Margo Jefferson, Negroland: A Memoir
This memoir is one I continually try to remember to get ahold of and read, so I’m taking this as a final reminder. Jefferson writes, “Negroland is my name for a small region of Negro America where residents were sheltered by a certain amount of privilege and plenty.” In her review in the Times, Tracy K. Smith writes, “[The] manner of instilling in children the understanding that with privilege comes responsibility…strikes me as the true impetus for Jefferson’s book. For once we become accustomed to delicious glimpses of Negroland’s impeccable manners and outfits, the meticulously orchestrated social opportunities and fastidiously maintained hairstyles, what we begin to notice is the cost and weight of this heavy collective burden.”

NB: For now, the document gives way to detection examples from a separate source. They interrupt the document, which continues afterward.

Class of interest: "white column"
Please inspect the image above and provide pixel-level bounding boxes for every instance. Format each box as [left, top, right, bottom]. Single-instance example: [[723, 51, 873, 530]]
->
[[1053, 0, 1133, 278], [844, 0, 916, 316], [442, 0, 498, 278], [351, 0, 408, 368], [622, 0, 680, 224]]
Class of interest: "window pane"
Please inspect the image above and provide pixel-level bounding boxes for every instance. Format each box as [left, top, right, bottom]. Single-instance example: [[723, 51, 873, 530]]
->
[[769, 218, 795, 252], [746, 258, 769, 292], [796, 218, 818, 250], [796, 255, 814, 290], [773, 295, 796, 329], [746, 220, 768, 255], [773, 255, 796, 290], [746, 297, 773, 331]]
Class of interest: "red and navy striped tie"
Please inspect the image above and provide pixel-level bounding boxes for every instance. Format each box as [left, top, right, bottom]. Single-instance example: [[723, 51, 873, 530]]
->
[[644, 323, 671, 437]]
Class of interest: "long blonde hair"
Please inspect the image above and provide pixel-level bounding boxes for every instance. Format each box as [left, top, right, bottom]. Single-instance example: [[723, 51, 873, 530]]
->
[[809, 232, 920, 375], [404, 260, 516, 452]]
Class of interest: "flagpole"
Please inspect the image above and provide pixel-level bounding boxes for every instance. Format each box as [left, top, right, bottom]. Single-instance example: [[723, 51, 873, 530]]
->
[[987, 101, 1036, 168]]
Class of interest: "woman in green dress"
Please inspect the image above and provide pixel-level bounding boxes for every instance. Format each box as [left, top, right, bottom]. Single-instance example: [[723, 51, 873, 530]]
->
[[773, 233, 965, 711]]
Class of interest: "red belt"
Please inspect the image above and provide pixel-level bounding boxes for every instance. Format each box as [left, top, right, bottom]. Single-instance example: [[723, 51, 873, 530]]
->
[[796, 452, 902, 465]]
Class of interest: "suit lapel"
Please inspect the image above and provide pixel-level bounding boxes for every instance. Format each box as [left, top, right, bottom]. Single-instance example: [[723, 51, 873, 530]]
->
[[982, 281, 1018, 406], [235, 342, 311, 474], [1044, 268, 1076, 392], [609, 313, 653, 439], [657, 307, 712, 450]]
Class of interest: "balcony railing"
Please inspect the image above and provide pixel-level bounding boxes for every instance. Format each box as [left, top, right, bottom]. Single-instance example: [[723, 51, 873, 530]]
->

Rona Jaffe, The Best of Everything
In her New Yorker review, Michele Moses describes Jaffe’s book as “what you would get if you took Sex and the City and set it inside Mad Men’s universe… In order to write it, Jaffe interviewed 50 women about ‘the things nobody spoke about in polite company’: losing their virginities, getting abortions, being sexually harassed. ‘I thought that if I could help one young woman sitting in her tiny apartment thinking she was all alone and a bad girl, then the book would be worthwhile,’ Jaffe wrote.”
Cormac McCarthy, All the Pretty Horses
While I’m obsessed with Blood Meridian, I’ve never gotten around to All the Pretty Horses. It’s an American classic at this point, so I don’t know I’m going to provide much insight into the text that isn’t already out there in copious amounts. But I didn’t realize it was named after a (likely) Black American lullaby, and that is the source of McCarthy’s title.